Thai government officials have become the focus of a sophisticated cyber campaign deploying a new backdoor, dubbed Yokai, using DLL side-loading techniques.
According to Nikhil Hegde, Senior Engineer at Netskope's Security Efficacy team, "The Yokai backdoor isn't exclusive to Thai officials and can be deployed against any potential target. However, the nature of the lures indicates a clear focus on Thailand."
Attack Chain Initiation
The campaign begins with a RAR archive containing two malicious Windows shortcut files named in Thai, translating to:
"United States Department of Justice.pdf"

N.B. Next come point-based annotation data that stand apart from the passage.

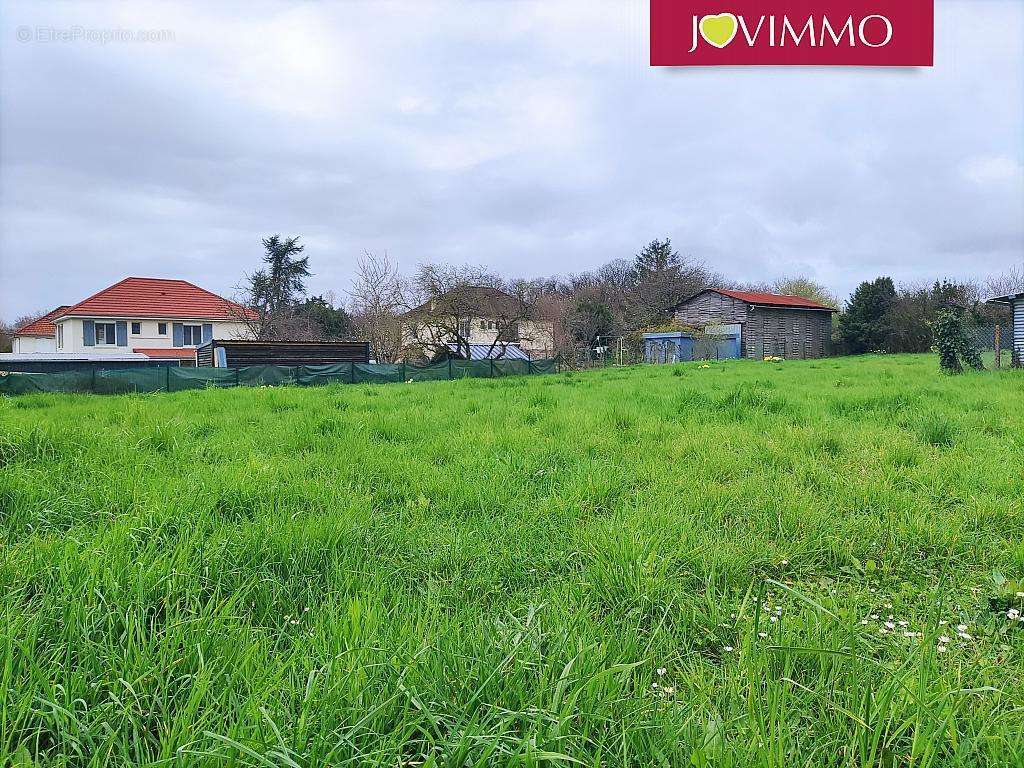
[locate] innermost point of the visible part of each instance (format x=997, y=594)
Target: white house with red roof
x=152, y=316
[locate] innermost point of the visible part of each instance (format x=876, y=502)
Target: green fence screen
x=168, y=379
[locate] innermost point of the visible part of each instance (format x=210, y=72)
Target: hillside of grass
x=816, y=563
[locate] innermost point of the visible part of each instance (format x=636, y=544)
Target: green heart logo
x=719, y=30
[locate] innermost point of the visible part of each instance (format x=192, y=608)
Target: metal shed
x=1016, y=304
x=238, y=352
x=717, y=343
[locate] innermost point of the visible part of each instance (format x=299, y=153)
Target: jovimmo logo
x=844, y=33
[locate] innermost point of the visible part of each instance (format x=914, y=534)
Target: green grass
x=686, y=565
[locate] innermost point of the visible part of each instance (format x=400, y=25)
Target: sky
x=529, y=137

"United States government requests international cooperation in criminal matters.docx."
While the exact delivery mechanism remains unconfirmed, Hegde suggests spear-phishing emails as the likely initial vector, given the RAR archive's nature and previous phishing campaign patterns.
The Role of Decoy Files
When these shortcut files are executed, two legitimate-looking documents—a PDF and a Microsoft Word file—are launched to divert attention. Simultaneously, a malicious executable runs silently in the background. Notably, the documents reference Woravit Mektrakarn, a Thai national wanted in the U.S. for a 2003 murder case involving a missing Mexican immigrant.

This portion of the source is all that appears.